Skip to content
  • Zhuocheng Ding's avatar
    958ac3c4
    system/cpus: Fix CPUState.nr_cores' calculation · 958ac3c4
    Zhuocheng Ding authored
    
    
    From CPUState.nr_cores' comment, it represents "number of cores within
    this CPU package".
    
    After 003f230e ("machine: Tweak the order of topology members in
    struct CpuTopology"), the meaning of smp.cores changed to "the number of
    cores in one die", but this commit missed to change CPUState.nr_cores'
    calculation, so that CPUState.nr_cores became wrong and now it
    misses to consider numbers of clusters and dies.
    
    At present, only i386 is using CPUState.nr_cores.
    
    But as for i386, which supports die level, the uses of CPUState.nr_cores
    are very confusing:
    
    Early uses are based on the meaning of "cores per package" (before die
    is introduced into i386), and later uses are based on "cores per die"

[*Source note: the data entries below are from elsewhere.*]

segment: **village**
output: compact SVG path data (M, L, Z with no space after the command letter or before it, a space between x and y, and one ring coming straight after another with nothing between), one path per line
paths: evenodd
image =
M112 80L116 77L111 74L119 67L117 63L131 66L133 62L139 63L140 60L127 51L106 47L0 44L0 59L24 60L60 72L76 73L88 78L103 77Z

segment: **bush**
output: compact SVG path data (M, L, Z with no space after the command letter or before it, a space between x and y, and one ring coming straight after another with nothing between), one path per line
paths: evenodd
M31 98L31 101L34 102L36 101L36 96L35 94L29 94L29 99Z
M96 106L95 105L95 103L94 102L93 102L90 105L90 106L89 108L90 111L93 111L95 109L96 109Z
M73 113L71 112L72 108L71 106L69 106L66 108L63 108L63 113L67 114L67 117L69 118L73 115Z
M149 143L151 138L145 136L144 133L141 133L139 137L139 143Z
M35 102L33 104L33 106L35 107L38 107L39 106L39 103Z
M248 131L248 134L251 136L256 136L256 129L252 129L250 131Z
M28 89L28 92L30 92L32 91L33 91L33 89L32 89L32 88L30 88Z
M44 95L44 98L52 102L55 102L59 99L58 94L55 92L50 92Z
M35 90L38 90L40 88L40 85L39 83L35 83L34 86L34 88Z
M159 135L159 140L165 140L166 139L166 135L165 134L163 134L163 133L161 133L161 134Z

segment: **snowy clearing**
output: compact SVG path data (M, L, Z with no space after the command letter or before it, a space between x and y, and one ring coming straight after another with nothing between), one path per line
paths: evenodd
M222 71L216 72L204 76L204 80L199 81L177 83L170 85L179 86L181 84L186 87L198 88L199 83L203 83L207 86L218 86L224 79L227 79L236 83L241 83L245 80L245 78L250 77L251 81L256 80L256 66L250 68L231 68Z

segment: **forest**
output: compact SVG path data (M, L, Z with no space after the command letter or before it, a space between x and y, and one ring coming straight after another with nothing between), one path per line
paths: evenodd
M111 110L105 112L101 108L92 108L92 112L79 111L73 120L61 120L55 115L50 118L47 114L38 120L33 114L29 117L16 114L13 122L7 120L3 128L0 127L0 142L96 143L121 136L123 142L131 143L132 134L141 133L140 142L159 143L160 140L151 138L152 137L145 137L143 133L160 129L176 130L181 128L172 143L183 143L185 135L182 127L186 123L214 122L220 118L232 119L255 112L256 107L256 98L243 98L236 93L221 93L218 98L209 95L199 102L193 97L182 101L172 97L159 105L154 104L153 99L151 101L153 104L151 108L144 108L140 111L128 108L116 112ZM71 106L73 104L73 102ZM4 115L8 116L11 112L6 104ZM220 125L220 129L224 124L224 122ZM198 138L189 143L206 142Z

    (after die's introduction).
    
    This difference is due to that commit a94e1428 ("target/i386: Add
    CPUID.1F generation support for multi-dies PCMachine") misunderstood
    that CPUState.nr_cores means "cores per die" when calculated
    CPUID.1FH.01H:EBX. After that, the changes in i386 all followed this
    wrong understanding.
    
    With the influence of 003f230e and a94e1428, for i386 currently
    the result of CPUState.nr_cores is "cores per die", thus the original
    uses of CPUState.cores based on the meaning of "cores per package" are
    wrong when multiple dies exist:
    1. In cpu_x86_cpuid() of target/i386/cpu.c, CPUID.01H:EBX[bits 23:16] is
       incorrect because it expects "cpus per package" but now the
       result is "cpus per die".
    2. In cpu_x86_cpuid() of target/i386/cpu.c, for all leaves of CPUID.04H:
       EAX[bits 31:26] is incorrect because they expect "cpus per package"

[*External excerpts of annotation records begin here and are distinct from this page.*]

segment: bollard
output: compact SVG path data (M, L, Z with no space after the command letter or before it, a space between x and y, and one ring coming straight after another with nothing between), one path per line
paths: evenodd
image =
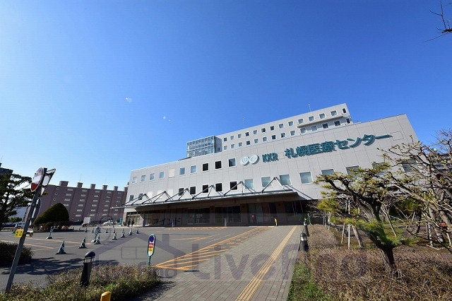
M308 237L306 233L302 232L299 235L299 246L298 247L298 252L300 251L308 252L309 250L309 246L308 245Z
M82 278L80 280L81 286L88 286L90 284L90 276L91 275L91 267L93 261L96 254L93 251L86 253L83 259L83 269L82 270Z
M100 296L100 301L110 301L112 297L112 293L110 292L105 292Z
M59 247L58 252L55 253L56 255L61 254L66 254L66 252L64 252L64 240L63 240L63 242L61 242L61 245Z
M306 234L306 236L307 236L308 237L309 237L309 230L308 230L308 224L306 223L306 220L304 220L304 224L303 225L304 226L304 234Z

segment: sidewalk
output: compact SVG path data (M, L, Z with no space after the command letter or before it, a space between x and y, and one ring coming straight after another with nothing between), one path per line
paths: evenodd
M192 271L160 269L162 283L133 301L286 300L301 226L273 227Z

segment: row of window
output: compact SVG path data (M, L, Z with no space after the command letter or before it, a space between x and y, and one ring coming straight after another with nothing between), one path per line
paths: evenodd
M357 170L359 167L358 165L353 166L347 166L345 167L345 170L348 175L353 175L355 170ZM328 170L322 170L321 171L322 175L332 175L334 172L333 169L328 169ZM314 182L314 179L312 177L312 174L310 171L299 172L299 179L301 184L312 184ZM292 180L290 179L290 175L280 175L279 180L282 185L290 186L292 185ZM254 181L253 179L245 179L243 182L244 185L244 188L247 189L254 189ZM272 182L271 177L262 177L261 178L261 188L266 187L271 187L273 185ZM203 184L201 187L201 193L208 193L209 188L213 186L215 187L215 190L220 192L222 191L223 184L222 183L215 183L213 185L209 185L208 184ZM237 181L230 181L229 182L229 190L238 190L238 182ZM196 187L192 186L188 188L189 192L190 194L196 194ZM178 194L182 196L184 194L184 191L185 191L185 188L181 187L178 189ZM143 194L140 194L138 195L138 199L142 199ZM131 195L129 196L129 201L132 201L134 199L134 195Z
M236 166L236 160L235 160L235 158L232 158L231 159L228 159L227 160L227 166L230 167L232 167L234 166ZM221 161L215 161L215 170L220 170L221 169L222 167L222 162ZM190 166L190 173L191 174L194 174L196 173L197 171L197 166L196 165L191 165ZM202 171L203 172L207 172L209 170L209 163L203 163L202 165ZM184 175L186 172L186 168L185 167L180 167L179 169L179 175ZM169 175L168 177L174 177L174 170L170 170L169 171ZM159 179L165 179L165 172L164 171L161 171L158 173L158 178ZM138 179L138 177L132 177L132 184L136 184ZM153 181L155 179L155 172L152 172L149 175L149 181ZM145 182L146 180L146 175L142 175L140 177L140 182Z
M342 110L343 110L343 112L344 113L347 113L347 110L345 110L345 108L343 108ZM338 114L338 112L335 110L333 110L333 111L331 111L330 112L330 114L331 115L331 117L336 116ZM319 118L320 119L323 119L326 118L326 115L325 114L325 113L321 113L321 114L319 114ZM309 122L314 122L315 120L315 117L314 115L309 116L308 117L308 120ZM339 124L336 124L336 122L339 122ZM300 119L298 119L298 124L302 124L304 123L304 120L303 118L300 118ZM347 123L350 123L350 119L347 119ZM324 124L322 125L323 126L323 128L325 128L324 127L325 124L326 124L327 127L328 127L328 124ZM293 126L293 125L294 125L294 122L287 122L287 126ZM335 122L335 125L336 125L336 126L340 125L340 122L339 121L336 121L336 122ZM282 123L279 124L278 125L278 126L280 129L283 129L284 128L284 124L282 124ZM270 131L274 131L274 130L275 130L275 126L270 126ZM266 131L267 131L267 129L266 128L263 127L262 129L261 129L261 133L266 133ZM293 131L293 134L292 134L292 131ZM253 135L257 135L257 133L258 133L258 130L257 129L253 130ZM291 134L291 136L295 135L295 131L290 131L290 134ZM248 137L248 136L250 136L250 132L249 131L246 131L244 135L245 135L245 137ZM272 137L273 137L273 136L272 136ZM242 134L237 134L237 138L242 138ZM281 137L281 138L284 138L284 137ZM234 135L232 135L232 136L231 136L230 137L230 140L234 140ZM275 139L276 137L275 136L274 138ZM263 141L266 141L266 140L263 140ZM223 141L224 142L227 141L227 137L224 137L223 138ZM257 143L257 142L256 142L256 139L255 139L255 142L254 143Z

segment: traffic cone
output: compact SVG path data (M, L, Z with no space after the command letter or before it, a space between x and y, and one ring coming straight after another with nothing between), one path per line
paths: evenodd
M64 252L64 240L63 240L63 242L61 242L61 245L59 247L59 249L55 254L66 254L66 252Z
M80 247L78 247L78 249L86 249L86 246L85 245L85 244L86 244L86 238L83 238L83 240L80 244Z
M99 237L100 235L97 235L97 238L96 238L96 241L94 242L94 244L100 244L100 240L99 240Z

       but now the result is "cpus per die". The error not only impacts the
       EAX calculation in cache_info_passthrough case, but also impacts other
       cases of setting cache topology for Intel CPU according to cpu
       topology (specifically, the incoming parameter "num_cores" expects
       "cores per package" in encode_cache_cpuid4()).
    3. In cpu_x86_cpuid() of target/i386/cpu.c, CPUID.0BH.01H:EBX[bits
       15:00] is incorrect because the EBX of 0BH.01H (core level) expects
       "cpus per package", which may be different with 1FH.01H (The reason
       is 1FH can support more levels. For QEMU, 1FH also supports die,
       1FH.01H:EBX[bits 15:00] expects "cpus per die").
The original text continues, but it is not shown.